Friday, September 11, 2009

zucchini tomato gratin

The recipe for this was found in my July issue of Vegetarian Times, and it is so very delicious that it has become one of my new favorites. Try it and you will see why.

If you have a garden, or if you visit a farmstand or farmer's market towards the end of August, there is usually an abundance of both tomatoes and zucchini. I am still getting tomatoes in my garden, but the funny-looking zucchini came from a grower that was at the Goddard Park farmer's market last week. The basil came from my garden, as well as the last of my garlic.

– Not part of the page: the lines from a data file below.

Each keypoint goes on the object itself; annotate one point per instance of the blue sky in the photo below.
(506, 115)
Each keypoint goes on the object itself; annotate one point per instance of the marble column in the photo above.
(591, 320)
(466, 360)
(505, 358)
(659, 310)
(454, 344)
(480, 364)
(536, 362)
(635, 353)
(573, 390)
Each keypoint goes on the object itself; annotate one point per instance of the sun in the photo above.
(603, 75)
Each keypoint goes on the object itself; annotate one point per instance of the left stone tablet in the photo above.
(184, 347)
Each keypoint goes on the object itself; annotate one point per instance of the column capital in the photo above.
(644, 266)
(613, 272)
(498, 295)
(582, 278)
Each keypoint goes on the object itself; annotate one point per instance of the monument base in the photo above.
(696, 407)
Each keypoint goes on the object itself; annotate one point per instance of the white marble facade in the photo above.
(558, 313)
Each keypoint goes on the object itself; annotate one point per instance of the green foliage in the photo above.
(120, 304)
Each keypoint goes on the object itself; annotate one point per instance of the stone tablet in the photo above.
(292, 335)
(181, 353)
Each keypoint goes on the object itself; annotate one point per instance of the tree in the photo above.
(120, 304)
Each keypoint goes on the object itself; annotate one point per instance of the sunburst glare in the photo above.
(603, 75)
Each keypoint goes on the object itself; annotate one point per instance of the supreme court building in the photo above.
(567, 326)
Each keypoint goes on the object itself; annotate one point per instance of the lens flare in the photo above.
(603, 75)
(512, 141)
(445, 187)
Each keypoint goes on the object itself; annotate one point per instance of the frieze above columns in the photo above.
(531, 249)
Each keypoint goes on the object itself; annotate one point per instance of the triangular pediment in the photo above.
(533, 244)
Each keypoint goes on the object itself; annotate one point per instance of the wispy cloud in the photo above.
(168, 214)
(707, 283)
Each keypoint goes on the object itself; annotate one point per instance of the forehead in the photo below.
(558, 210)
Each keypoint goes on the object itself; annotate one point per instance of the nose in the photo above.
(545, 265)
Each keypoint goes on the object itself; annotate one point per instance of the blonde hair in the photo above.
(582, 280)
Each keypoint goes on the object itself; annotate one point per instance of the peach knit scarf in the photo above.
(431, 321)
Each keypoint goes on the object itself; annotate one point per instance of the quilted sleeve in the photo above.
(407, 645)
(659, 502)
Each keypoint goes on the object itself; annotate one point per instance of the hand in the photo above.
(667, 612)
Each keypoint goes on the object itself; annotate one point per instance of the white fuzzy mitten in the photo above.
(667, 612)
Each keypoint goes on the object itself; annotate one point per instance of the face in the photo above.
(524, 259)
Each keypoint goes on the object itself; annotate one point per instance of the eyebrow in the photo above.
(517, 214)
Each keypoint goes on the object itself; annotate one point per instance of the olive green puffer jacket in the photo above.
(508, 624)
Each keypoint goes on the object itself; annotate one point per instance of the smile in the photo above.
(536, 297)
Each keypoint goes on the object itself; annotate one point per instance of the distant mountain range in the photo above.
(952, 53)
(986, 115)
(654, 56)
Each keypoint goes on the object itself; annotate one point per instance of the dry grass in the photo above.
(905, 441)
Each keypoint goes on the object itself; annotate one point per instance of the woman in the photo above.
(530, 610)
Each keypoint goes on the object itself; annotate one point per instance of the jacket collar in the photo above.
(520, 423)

I make this in an 8" X 6" pyrex dish so that it can be cooked in my toaster oven, but you could double it and cook it in a larger pan if needed.

ZUCCHINI TOMATO GRATIN
1-1/2 lb. tomatoes, cut into 1/4" slices
2 med. zucchini (1 lb.) cut into 1/8" thick diagonal slices
1 TBsp. + 1 tsp. olive oil, divided
4 garlic cloves, thinly sliced
2 Tbs. roughly chopped kalamata olives
1/4 cup thinly sliced basil leaves
1/2 to 3/4 cup grated Parmesan or Asiago cheese
Sea Salt







Drape the tomatoes over a colander, sprinkle with salt & let drain 45 minutes. (Pat dry after.)

Spread zucchini on baking sheet and sprinkle with salt. Let stand 30 minutes to sweat out excess moisture. Rinse well and pat dry.



Preheat oven to 375. Heat 1 Tbsp oil in skillet over med-hi heat. Saute zucchini 3 to 4 minutes, or until golden. Transfer to plate. Do this in 2 batches if necessary, adding mor oil between batches.



Layer half of zucchini slices in baking pan. Top with half of tomatoes. Sprinkle with half of the garlic, 1 Tbsp. olives, half of basil, and one third of the cheese; season with fresh ground black pepper.



Drizzle top with 1 tsp. olive oil, and sprinkle with remaining one third of cheese. Cover with foil, and bake 10 minutes.



Remove foil and bake 20 more minutes or until cheese is melted & gratin is bubbling. Let stand 5 minutes before serving.